Et quand je quitte pour ma première montée à 15h le vendredi 30 septembre, je suis prêt à foncer vers l’inconnu. Je suis déterminé à affronter mon défi. Je suis décidé à trouver un nouveau rythme loin des routines. Je suis ouvert aux nouvelles rencontres. Je suis prêt à accepter toutes les épreuves qui peuvent se dresser sur mon chemin. Je suis heureux d’être accueilli par la montagne et de l’accueillir à mon tour.


Bref, je suis résolu à être un Guerrier pacifique.

Et voilà. Le premier pas est fait. Le voyage commence.
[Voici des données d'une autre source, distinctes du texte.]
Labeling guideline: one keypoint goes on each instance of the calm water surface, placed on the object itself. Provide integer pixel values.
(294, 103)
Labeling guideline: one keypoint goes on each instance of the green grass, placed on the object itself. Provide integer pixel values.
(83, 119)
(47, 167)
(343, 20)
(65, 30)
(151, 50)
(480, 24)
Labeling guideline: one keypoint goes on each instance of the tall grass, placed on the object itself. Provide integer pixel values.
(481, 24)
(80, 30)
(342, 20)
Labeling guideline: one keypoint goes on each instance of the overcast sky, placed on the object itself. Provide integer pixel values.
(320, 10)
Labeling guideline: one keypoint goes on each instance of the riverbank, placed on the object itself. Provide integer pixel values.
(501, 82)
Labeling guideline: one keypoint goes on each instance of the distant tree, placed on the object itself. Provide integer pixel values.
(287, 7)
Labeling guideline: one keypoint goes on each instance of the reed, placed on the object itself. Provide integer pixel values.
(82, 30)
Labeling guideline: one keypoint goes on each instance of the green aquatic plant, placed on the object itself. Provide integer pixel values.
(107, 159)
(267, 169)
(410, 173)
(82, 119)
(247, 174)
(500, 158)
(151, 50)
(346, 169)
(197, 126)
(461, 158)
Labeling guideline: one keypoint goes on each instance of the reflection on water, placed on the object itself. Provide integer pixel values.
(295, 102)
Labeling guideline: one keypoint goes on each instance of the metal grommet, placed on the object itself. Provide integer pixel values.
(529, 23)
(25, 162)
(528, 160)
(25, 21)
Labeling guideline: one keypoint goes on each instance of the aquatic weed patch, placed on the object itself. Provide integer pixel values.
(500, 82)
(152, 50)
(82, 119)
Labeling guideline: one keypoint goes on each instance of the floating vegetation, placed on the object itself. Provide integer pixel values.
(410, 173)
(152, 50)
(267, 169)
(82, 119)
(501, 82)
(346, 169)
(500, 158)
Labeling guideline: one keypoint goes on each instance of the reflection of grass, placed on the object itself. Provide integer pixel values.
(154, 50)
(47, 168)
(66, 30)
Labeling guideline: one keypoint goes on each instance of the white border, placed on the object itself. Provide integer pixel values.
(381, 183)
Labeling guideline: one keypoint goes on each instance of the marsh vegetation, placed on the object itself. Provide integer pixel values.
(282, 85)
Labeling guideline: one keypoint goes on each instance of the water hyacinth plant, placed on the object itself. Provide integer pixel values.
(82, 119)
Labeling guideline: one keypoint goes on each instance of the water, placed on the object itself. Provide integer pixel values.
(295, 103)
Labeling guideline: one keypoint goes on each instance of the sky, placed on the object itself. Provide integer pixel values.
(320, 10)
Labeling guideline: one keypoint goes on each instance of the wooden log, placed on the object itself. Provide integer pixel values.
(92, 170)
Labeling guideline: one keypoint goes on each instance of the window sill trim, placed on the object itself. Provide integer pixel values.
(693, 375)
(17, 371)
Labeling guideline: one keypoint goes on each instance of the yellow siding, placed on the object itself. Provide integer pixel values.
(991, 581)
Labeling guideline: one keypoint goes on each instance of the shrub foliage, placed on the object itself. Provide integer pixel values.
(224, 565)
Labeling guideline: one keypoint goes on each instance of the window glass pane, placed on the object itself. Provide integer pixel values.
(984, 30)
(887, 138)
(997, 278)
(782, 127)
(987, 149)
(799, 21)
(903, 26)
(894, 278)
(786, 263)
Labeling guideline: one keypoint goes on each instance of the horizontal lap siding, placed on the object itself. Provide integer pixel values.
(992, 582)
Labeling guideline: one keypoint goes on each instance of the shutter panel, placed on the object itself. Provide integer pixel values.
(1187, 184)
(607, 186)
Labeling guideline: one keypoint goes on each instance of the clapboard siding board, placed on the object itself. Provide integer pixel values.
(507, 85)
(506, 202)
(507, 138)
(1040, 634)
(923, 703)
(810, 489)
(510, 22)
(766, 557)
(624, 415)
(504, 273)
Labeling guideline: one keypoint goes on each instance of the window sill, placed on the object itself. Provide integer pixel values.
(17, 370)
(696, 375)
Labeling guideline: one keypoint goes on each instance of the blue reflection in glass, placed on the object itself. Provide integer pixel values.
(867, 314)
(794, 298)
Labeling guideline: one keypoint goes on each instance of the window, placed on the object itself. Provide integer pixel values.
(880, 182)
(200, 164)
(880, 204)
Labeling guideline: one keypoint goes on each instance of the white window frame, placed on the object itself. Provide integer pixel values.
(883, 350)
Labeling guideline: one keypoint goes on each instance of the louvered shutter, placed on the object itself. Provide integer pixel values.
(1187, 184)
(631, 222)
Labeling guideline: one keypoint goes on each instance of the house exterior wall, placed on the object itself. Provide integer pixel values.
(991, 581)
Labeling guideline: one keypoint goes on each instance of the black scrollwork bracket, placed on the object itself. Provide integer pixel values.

Il se terminera 24 heures plus tard. Sans jamais regarder derrière, je vais avancer.


Voyager, c’est vivre une expérience

« L’important arrive non pas au terme de la route, mais bien avant, pendant le trajet lui-même. » – Milorad Pavic

L’année passée, j’écrivais : C’est dans l’action de mon défi que j’ai compris que malgré des sentiers bien définis, j’ai découvert un territoire infini…bien ancré en moi.

Courir et marcher 24 heures au Mont Orford. Ce n’est pas qu’un déplacement dans l’espace et le temps. Même si, lors de mes montées, j’alterne entre les pistes Trois-Ruisseaux ou Grande Coulée et lors de mes descentes, j’alterne entre la 4km et la Grande Coulée, pour moi, chaque montée, chaque descente est unique. Chaque montée, chaque descente qui s’ajoute m’amène assurément vers l’exploration de ce territoire infini. Et c’est ce que je recherche dans mes défis.

Courir et marcher 24 heures au Mont Orford. Une expérience où je m’expose, où je suis le plus vulnérable. 24 heures à courir sans dormir. Sans barrière. Sans limite. Où la raison n’a pas sa place. Vous voulez connaître ma vraie nature? Il suffit de vous joindre à moi dans ce genre d’aventure…mais il vous faudra avoir l’énergie et la vitesse pour me suivre…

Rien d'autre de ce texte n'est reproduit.